Sanfter Naturtourismus
Zwischen Libellenpark und Ockerpyramide

Blick vom Tagungsort des Tourismusvereins Raddusch und Umgebung am Hotel Radduscher Hafen auf die derzeit gefrorene Fließlandschaft.
Blick vom Tagungsort des Tourismusvereins Raddusch und Umgebung am Hotel Radduscher Hafen auf die derzeit gefrorene Fließlandschaft. FOTO: Rüdiger Hofmann
Raddusch. Tourismusverein Raddusch und Umgebung bespricht wichtige Aufgaben für 2018 auf seiner Jahreshauptversammlung.
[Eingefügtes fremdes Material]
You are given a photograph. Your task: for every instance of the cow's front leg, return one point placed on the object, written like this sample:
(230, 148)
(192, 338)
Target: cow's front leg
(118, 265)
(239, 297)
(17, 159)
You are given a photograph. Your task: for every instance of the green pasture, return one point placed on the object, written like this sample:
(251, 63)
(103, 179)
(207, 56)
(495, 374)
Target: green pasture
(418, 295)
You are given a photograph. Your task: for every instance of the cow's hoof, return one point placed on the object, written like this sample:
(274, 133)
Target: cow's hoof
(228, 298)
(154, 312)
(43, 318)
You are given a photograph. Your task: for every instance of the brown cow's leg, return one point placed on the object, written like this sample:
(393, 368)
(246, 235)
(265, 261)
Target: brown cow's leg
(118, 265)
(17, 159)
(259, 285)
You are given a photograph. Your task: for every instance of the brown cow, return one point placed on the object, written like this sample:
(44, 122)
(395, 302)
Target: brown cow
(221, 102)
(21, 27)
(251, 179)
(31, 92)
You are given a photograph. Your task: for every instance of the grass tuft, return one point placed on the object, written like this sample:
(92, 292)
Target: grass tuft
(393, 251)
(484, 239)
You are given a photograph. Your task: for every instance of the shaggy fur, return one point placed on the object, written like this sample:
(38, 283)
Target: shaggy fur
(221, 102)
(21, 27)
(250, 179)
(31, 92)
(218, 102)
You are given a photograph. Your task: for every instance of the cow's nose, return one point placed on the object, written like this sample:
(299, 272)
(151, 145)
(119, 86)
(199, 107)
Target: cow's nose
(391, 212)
Von Rüdiger Hofmann

Einen Raddusch-Image-Flyer wird es nun auch in polnischer Sprache geben. „Den müssen wir jetzt noch an die Adressaten bringen“, sagt Peter Becker, Vorsitzender des Tourismusvereins Raddusch und Umgebung. Dieser präsentierte auf seiner Jahreshauptversammlung Höhepunkte aus 2017 und kommende wichtige Projekte. Verankert sind sie im Marketingplan, der auf der Versammlung verabschiedet wurde.

Mitgestalten will der Verein künftig die Ferienzeitung und das Reisejournal Spreewald – und dabei die Kooperation mit der Slawenburg weiter hegen und pflegen. „Wir müssen auch über eine Dorfplatzneugestaltung in Raddusch nachdenken“, sagt Vorstandsmitglied Undine Ast. Zudem soll eine AG Marketing gegründet werden zwischen der Stadt Vetschau und touristischen Leistungsträgern aus dem gesamten Amt, die sich Ende Februar treffen will. „Auf dem diesjährigen Brandenburger Dorf- und Erntefest wollen wir uns außerdem in Neuzelle präsentieren“, so Becker.
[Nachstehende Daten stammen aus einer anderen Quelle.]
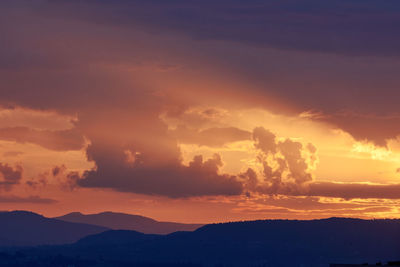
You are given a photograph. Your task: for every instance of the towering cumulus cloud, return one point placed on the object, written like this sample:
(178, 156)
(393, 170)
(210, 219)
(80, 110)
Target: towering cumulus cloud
(114, 170)
(286, 164)
(9, 176)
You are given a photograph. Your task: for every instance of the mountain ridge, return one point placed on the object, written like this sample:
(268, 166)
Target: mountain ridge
(123, 221)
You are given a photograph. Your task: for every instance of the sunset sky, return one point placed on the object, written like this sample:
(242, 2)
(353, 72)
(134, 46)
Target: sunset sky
(201, 111)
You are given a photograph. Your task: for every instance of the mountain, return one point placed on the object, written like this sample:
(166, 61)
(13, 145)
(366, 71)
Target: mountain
(23, 228)
(122, 221)
(115, 237)
(252, 243)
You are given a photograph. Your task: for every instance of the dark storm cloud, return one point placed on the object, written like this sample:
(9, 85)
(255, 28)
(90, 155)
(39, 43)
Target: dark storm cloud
(199, 178)
(289, 173)
(263, 42)
(339, 26)
(55, 140)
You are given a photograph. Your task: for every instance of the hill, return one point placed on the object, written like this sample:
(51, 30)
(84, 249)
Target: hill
(253, 243)
(23, 228)
(122, 221)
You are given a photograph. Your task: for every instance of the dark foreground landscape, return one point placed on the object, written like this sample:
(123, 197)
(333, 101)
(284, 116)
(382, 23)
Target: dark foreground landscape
(26, 237)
Apropos: Das Brandenburger Dorf- und Erntefest mit Kahnkorso war der Höhepunkt im vergangenen Jahr. Für die Region, Raddusch und den Tourismusverein. „Genau können wir nicht beziffern, was uns dieses Fest gebracht hat, aber in jedem Fall einen großen Imagegewinn“, sagt Peter Becker. Mehr als 34 000 Besucher strömten im September in den kleinen Ort, um zu feiern.
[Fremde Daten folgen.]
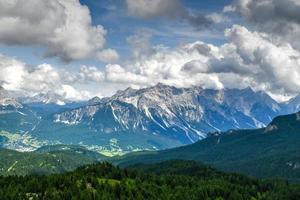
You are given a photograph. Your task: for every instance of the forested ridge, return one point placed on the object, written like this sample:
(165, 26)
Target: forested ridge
(167, 180)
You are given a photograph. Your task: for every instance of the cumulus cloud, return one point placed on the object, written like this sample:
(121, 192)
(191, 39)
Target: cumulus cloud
(108, 55)
(24, 80)
(249, 58)
(63, 27)
(170, 9)
(140, 43)
(89, 74)
(281, 19)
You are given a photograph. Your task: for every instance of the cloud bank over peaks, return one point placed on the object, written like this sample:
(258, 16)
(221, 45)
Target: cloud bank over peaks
(63, 27)
(168, 9)
(249, 58)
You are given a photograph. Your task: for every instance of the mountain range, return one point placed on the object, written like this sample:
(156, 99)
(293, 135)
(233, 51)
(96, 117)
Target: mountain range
(273, 151)
(153, 118)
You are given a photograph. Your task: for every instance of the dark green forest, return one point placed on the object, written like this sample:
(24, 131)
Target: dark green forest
(167, 180)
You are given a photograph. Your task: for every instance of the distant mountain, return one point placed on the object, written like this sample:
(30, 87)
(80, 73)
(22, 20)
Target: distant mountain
(273, 151)
(292, 105)
(181, 114)
(153, 118)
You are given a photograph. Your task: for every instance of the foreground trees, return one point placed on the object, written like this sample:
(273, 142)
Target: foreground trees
(168, 180)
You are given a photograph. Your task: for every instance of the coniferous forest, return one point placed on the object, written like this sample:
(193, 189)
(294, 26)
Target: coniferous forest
(168, 180)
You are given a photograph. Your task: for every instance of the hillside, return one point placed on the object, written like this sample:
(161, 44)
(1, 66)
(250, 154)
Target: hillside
(175, 180)
(47, 160)
(273, 151)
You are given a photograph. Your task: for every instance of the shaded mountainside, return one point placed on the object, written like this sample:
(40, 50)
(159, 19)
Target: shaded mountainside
(154, 118)
(47, 160)
(169, 180)
(183, 115)
(266, 152)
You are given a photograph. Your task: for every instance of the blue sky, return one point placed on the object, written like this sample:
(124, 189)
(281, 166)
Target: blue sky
(82, 48)
(112, 14)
Gerne blicken die Mitglieder zurück auf die Eröffnung des Libellenparks und der Kunstscheune im Ort, den entstandenen Skulpturenweg, der Storchenkamera-Installation und der Reisemesse Anfang April am Berliner Ostbahnhof. „Daueraufgabe bleibt die Ockerpyramide, hier sind allerdings noch keine Fördermittel bewilligt“, sagt Peter Becker. Eine große Pyramide mit entwässertem Ockerschlamm als Baustoff soll dabei entstehen.

Der Tourismusverein hat aktuell 30 Mitglieder und erhält jährlich eine Zuwendung von der Stadt Vetschau in Höhe von 500 Euro. Hauptphilosophie ist ein sanfter Naturtourismus mit Rad-, Kultur- und Wanderangeboten.